Other non-immune genes on chromosome 6 are involved in sensory function, such as those implicated in certain forms of autosomal nonsyndromic hearing loss. The chromosome also contains genes that play a role in the brain and nervous system, including one associated with some inherited forms of Parkinson disease. These genes influence functions ranging from iron balance and motor control to early developmental pathways.
How Chromosome 6 Influences Autoimmunity
The extreme genetic diversity of the HLA system, while beneficial for fighting infection, is the primary reason chromosome 6 is strongly linked to autoimmune diseases. Genetic variations within HLA genes can predispose an individual to self-attack, where the immune system mistakenly targets the body’s own tissues. Specific combinations of HLA alleles (haplotypes) change the shape of the peptide-binding groove on HLA proteins. These structural changes influence which self-peptides are presented to T-cells, potentially leading to the misidentification of a normal body protein as a threat.

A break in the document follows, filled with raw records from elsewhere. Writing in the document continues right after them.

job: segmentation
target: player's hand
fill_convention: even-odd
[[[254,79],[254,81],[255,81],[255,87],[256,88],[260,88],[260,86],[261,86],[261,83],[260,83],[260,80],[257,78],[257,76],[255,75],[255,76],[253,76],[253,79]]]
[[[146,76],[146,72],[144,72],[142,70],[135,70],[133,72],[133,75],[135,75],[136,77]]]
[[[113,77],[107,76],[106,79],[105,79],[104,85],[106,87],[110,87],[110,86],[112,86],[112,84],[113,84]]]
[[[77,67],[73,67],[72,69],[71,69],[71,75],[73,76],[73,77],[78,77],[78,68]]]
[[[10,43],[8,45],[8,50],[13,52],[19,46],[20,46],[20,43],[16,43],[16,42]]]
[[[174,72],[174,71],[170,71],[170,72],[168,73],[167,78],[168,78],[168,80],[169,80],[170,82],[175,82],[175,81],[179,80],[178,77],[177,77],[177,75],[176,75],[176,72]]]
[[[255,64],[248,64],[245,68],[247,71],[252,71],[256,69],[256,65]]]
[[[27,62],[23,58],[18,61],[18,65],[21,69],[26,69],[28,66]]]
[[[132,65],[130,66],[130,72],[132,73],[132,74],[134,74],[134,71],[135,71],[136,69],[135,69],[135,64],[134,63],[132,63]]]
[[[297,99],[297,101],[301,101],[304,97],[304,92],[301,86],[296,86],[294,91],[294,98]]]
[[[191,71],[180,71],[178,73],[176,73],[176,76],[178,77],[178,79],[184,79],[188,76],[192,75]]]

For example, Type 1 Diabetes, where the immune system destroys insulin-producing cells, is strongly associated with the HLA-DR3-DQ2 and HLA-DR4-DQ8 haplotypes. Similarly, the chronic inflammatory joint disease Rheumatoid Arthritis shows a strong association with a group of HLA-DR4 alleles, sometimes called shared epitope alleles. These specific genetic variants are thought to create a molecular environment that favors the survival and activation of T-cells reactive against the body’s own joint tissue.
The strongest known genetic link to a single disease is the association between the HLA-B27 allele and Ankylosing Spondylitis, an inflammatory disease that primarily affects the spine. A majority of individuals with this condition carry the HLA-B27 variant, though carrying the allele does not guarantee disease development, underscoring genetic susceptibility rather than direct causation. Another link exists for Celiac Disease, where individuals carrying the HLA-DQ2 or HLA-DQ8 variants are predisposed to an immune reaction to gluten. In these conditions, the specific HLA variant is thought to be less effective at regulating self-reactive T-cells, allowing them to escape into circulation and initiate an autoimmune response when triggered by environmental factors.